I was 16 at the time, about the same age as Blasey Ford, when she says that Kavanaugh threw her on a bed and covered her mouth to stifle his cries. I was not at a house party soaked in beer, but at a debate camp in a small private south university.
He was my coach, a smart, funny and geeky adult. When I made her laugh, I felt smart too.
My roommate from the summer m got teased. "He likes you," she says.
"Not at all," I told him. It was rude and weird. This was a man in his early twenties and I had just learned to drive.
My trainer asked me to walk after dinner one evening as the sun slid. "Of course," I say.
While the dormitory lights had gone out and we headed for a maze of dark hedges, I felt a shudder of worry but I dismissed it.
He grabbed my hand and told me to follow him inside. I bleated weak protests. "We should go back" and "It's getting late" and "People will pick me up."
He reassured: "It will not take long." "You must see him." "It's too cool."
These are not textual quotes, of course. I did not take notes.
Moments after entering the labyrinth, I was on the back. He was on me, planting drooling kisses, his hands everywhere.

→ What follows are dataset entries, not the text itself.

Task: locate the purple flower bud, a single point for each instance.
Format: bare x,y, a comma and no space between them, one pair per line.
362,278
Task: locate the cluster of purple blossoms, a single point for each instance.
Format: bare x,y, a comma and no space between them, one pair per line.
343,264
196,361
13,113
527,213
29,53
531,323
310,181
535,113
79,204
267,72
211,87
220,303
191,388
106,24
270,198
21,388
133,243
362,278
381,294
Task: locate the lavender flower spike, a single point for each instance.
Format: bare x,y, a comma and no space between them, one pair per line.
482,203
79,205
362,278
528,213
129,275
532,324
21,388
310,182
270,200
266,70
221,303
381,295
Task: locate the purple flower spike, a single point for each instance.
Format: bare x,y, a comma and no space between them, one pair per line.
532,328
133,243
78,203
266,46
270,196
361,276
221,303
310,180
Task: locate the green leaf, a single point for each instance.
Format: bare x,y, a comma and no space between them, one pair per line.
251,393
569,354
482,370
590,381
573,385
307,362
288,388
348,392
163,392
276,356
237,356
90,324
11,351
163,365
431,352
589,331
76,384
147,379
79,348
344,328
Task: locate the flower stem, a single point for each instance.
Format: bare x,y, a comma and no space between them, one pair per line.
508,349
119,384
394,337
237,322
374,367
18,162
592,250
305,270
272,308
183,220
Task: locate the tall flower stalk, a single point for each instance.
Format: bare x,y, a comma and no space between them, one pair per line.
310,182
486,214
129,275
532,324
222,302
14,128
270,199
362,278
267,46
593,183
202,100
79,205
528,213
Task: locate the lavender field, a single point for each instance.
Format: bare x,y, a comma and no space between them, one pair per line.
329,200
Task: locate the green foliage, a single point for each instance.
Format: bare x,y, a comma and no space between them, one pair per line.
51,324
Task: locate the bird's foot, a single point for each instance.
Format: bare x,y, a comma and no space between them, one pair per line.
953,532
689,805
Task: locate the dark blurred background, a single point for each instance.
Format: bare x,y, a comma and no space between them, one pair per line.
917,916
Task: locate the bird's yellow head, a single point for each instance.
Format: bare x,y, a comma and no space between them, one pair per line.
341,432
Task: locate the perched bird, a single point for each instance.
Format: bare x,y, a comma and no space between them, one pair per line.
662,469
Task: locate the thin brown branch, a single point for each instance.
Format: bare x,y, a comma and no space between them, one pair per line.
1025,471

I froze and felt myself getting into the night air. I looked down and saw a man riding a motionless girl.
Zziiipppp. The sound brought me to Earth. My knee has risen and in his groin. He moaned and fell. Iran.
Like Blasey Ford, I do not remember how I got back to the dormitory. But I will never forget how the grass stung my back through my shirt, like a bed of tiny nails when it crashed against me. I will never forget his name. Or his face.
Before entering the room that I shared with my friend, I closed the zipper of my jeans.
"Where have you been?" she asked.
I did not say anything about what had happened. Why did I agree to go for a walk? And in the dark? My fault. Everything is my fault.
I wanted to go home, but how can I explain it? My parents had paid for three weeks of camp – or was it two? I do not remember this detail of the calendar.
I called my boyfriend and cried telling him that it was because I had homesickness.
At school this fall, I could not concentrate. I did not want to get out of bed, take a shower, or dress. He did not rape me. So why did I feel ruined and so ashamed?
Like Blasey Ford, I finally told a few people: my boyfriend, who had forgiven me my naivety, and my father, although I refused to give Dad a name, fearing what he could do. Drop it, dad, did I plead. I just want to forget it.
But we can not forget, as hard as we try. We may not remember everything, but Trauma is a ruthless publisher that removes excess information to allow your mind to focus on a larger theme: survival.
How to get out of the house in the suburbs of Maryland, or how to get out of the maze.
Some members of the Senate may think that they have neatly solved an image problem by claiming to honor Blasey Ford's testimony while expressing votes classifying it as delusional. The White House may think that it has avoided a problem of proof by ordering the FBI to interview only very few witnesses.
I feel differently. I have the impression that they put their hands on my mouth and said, "Shout whatever you want. Nobody will hear."
And I have the impression that November is coming.